JointAutoregressiveHierarchicalPriors#

class compressai.models.JointAutoregressiveHierarchicalPriors(N=192, M=192, **kwargs)[source]#

Joint Autoregressive Hierarchical Priors model from D. Minnen, J. Balle, G.D. Toderici: “Joint Autoregressive and Hierarchical Priors for Learned Image Compression”, Adv. in Neural Information Processing Systems 31 (NeurIPS 2018).

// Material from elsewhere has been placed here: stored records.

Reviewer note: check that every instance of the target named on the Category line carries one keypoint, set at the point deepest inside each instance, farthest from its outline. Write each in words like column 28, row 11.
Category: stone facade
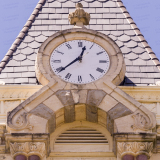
column 58, row 120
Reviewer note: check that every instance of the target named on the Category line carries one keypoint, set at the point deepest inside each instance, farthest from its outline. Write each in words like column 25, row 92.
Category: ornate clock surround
column 116, row 70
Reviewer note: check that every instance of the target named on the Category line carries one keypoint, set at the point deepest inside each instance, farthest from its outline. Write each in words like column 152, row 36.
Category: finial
column 79, row 18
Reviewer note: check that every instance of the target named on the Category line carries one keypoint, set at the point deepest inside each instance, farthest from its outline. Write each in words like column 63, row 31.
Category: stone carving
column 142, row 122
column 92, row 113
column 95, row 97
column 17, row 93
column 28, row 148
column 116, row 112
column 79, row 16
column 65, row 96
column 151, row 95
column 135, row 148
column 20, row 123
column 2, row 149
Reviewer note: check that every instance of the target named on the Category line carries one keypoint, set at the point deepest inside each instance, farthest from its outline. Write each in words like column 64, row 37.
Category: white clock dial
column 79, row 61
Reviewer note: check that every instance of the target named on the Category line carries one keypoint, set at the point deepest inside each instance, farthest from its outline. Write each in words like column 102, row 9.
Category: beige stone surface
column 53, row 103
column 79, row 96
column 124, row 124
column 82, row 158
column 80, row 112
column 155, row 156
column 102, row 117
column 59, row 117
column 107, row 103
column 124, row 101
column 81, row 148
column 42, row 97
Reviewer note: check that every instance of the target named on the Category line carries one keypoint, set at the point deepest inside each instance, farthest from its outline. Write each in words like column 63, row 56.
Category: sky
column 15, row 13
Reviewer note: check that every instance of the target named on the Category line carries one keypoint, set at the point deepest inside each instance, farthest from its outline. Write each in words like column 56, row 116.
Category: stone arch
column 39, row 114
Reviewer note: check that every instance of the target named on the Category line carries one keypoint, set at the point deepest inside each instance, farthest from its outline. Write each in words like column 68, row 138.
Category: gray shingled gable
column 106, row 17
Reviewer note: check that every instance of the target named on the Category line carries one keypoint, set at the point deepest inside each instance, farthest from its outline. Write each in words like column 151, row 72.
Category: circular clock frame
column 79, row 61
column 44, row 72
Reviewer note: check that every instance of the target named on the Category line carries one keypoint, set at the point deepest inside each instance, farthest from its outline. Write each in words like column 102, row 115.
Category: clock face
column 79, row 61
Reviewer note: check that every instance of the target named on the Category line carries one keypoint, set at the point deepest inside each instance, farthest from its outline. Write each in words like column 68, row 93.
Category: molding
column 27, row 144
column 17, row 92
column 28, row 148
column 135, row 148
column 82, row 154
column 148, row 94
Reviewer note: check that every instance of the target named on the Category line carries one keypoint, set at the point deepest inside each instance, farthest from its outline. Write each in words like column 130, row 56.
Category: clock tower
column 80, row 111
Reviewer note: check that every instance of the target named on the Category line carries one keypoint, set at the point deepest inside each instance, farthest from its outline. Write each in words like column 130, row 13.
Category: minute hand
column 63, row 68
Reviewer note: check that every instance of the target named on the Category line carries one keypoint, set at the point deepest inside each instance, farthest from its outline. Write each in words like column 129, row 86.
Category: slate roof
column 107, row 16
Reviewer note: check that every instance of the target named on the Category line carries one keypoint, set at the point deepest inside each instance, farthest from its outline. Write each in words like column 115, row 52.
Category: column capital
column 27, row 144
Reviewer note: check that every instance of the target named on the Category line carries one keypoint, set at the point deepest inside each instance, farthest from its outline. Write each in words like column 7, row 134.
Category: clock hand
column 81, row 55
column 77, row 59
column 63, row 68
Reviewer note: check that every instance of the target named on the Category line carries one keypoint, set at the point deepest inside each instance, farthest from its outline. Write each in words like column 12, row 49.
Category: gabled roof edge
column 21, row 35
column 139, row 34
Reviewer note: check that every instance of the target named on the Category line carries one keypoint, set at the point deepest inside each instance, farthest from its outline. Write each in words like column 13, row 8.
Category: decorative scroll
column 142, row 122
column 37, row 148
column 135, row 148
column 20, row 122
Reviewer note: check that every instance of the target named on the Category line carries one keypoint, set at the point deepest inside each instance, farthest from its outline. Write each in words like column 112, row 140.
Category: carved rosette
column 28, row 148
column 134, row 148
column 79, row 16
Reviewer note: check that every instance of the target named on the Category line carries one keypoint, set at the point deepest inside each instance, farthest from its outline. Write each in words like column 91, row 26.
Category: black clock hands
column 79, row 58
column 63, row 68
column 81, row 55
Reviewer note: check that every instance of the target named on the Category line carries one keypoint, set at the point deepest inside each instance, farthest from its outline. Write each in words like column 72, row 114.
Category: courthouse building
column 80, row 82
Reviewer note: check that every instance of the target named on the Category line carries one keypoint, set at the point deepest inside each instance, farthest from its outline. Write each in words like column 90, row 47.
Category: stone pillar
column 142, row 157
column 20, row 157
column 33, row 157
column 128, row 157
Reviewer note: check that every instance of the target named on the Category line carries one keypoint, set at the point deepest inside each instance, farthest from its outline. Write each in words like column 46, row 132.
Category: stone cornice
column 13, row 92
column 148, row 94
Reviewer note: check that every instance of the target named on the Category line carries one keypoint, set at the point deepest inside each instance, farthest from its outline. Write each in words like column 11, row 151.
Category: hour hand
column 60, row 69
column 81, row 55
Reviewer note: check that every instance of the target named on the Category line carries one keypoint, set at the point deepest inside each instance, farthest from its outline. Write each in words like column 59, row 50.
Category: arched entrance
column 81, row 140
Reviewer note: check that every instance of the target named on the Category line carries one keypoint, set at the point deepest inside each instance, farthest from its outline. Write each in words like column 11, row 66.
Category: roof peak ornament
column 79, row 18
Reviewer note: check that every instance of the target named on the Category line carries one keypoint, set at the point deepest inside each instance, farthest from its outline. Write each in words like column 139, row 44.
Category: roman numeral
column 68, row 76
column 91, row 76
column 100, row 53
column 100, row 70
column 56, row 61
column 102, row 61
column 79, row 79
column 69, row 47
column 58, row 69
column 59, row 52
column 80, row 44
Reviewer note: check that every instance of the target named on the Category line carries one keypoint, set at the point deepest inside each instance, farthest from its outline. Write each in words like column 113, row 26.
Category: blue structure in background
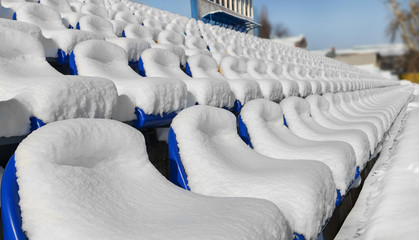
column 227, row 20
column 221, row 16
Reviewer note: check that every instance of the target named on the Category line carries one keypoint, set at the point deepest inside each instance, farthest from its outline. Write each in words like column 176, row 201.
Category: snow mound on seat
column 297, row 114
column 219, row 163
column 387, row 206
column 319, row 109
column 205, row 91
column 270, row 137
column 14, row 118
column 51, row 99
column 50, row 47
column 48, row 95
column 203, row 66
column 51, row 25
column 235, row 68
column 97, row 183
column 152, row 95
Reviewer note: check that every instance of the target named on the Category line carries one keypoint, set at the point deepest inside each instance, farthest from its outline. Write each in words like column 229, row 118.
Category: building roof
column 228, row 20
column 395, row 49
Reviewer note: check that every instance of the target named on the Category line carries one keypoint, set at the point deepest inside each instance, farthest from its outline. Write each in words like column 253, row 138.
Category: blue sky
column 326, row 23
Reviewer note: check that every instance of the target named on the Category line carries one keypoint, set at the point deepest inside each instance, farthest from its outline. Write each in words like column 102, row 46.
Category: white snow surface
column 49, row 20
column 203, row 66
column 205, row 91
column 6, row 12
column 50, row 47
column 97, row 183
column 14, row 118
column 44, row 92
column 387, row 207
column 219, row 163
column 154, row 95
column 235, row 68
column 319, row 110
column 297, row 114
column 270, row 137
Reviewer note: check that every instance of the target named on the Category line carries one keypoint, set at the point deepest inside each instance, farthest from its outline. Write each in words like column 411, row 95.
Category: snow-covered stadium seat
column 338, row 111
column 154, row 26
column 213, row 92
column 217, row 50
column 305, row 87
column 289, row 87
column 94, row 9
column 179, row 51
column 261, row 126
column 235, row 68
column 97, row 183
column 6, row 12
column 47, row 94
column 138, row 32
column 319, row 110
column 147, row 100
column 49, row 45
column 63, row 7
column 14, row 118
column 392, row 193
column 195, row 45
column 208, row 157
column 257, row 70
column 49, row 20
column 299, row 121
column 133, row 47
column 170, row 37
column 244, row 90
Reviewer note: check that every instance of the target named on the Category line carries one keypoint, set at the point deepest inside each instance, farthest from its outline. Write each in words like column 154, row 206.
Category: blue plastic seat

          ┌───┐    y     ┌───┐  z  ┌───┐ z_hat      z_hat ┌───┐
    x ──►─┤g_a├──►─┬──►──┤h_a├──►──┤ Q ├───►───·⋯⋯·───►───┤h_s├─┐
          └───┘    │     └───┘     └───┘        EB        └───┘ │
                   ▼                                            │
                 ┌─┴─┐                                          │
                 │ Q │                                   params ▼
                 └─┬─┘                                          │
             y_hat ▼                  ┌─────┐                   │
                   ├──────────►───────┤  CP ├────────►──────────┤
                   │                  └─────┘                   │
                   ▼                                            ▼
                   │                                            │
                   ·                  ┌─────┐                   │
                GC : ◄────────◄───────┤  EP ├────────◄──────────┘
                   ·     scales_hat   └─────┘
                   │      means_hat
             y_hat ▼
                   │
          ┌───┐    │
x_hat ──◄─┤g_s├────┘
          └───┘

EB = Entropy bottleneck
GC = Gaussian conditional
EP = Entropy parameters network
CP = Context prediction (masked convolution)

Parameters

N (int) – Number of channels
M (int) – Number of channels in the expansion layers (last layer of the encoder and last layer of the hyperprior decoder)

Cheng2020Anchor#

class compressai.models.Cheng2020Anchor(N=192, **kwargs)[source]#

Anchor model variant from “Learned Image Compression with Discretized Gaussian Mixture Likelihoods and Attention Modules”, by Zhengxue Cheng, Heming Sun, Masaru Takeuchi, Jiro Katto.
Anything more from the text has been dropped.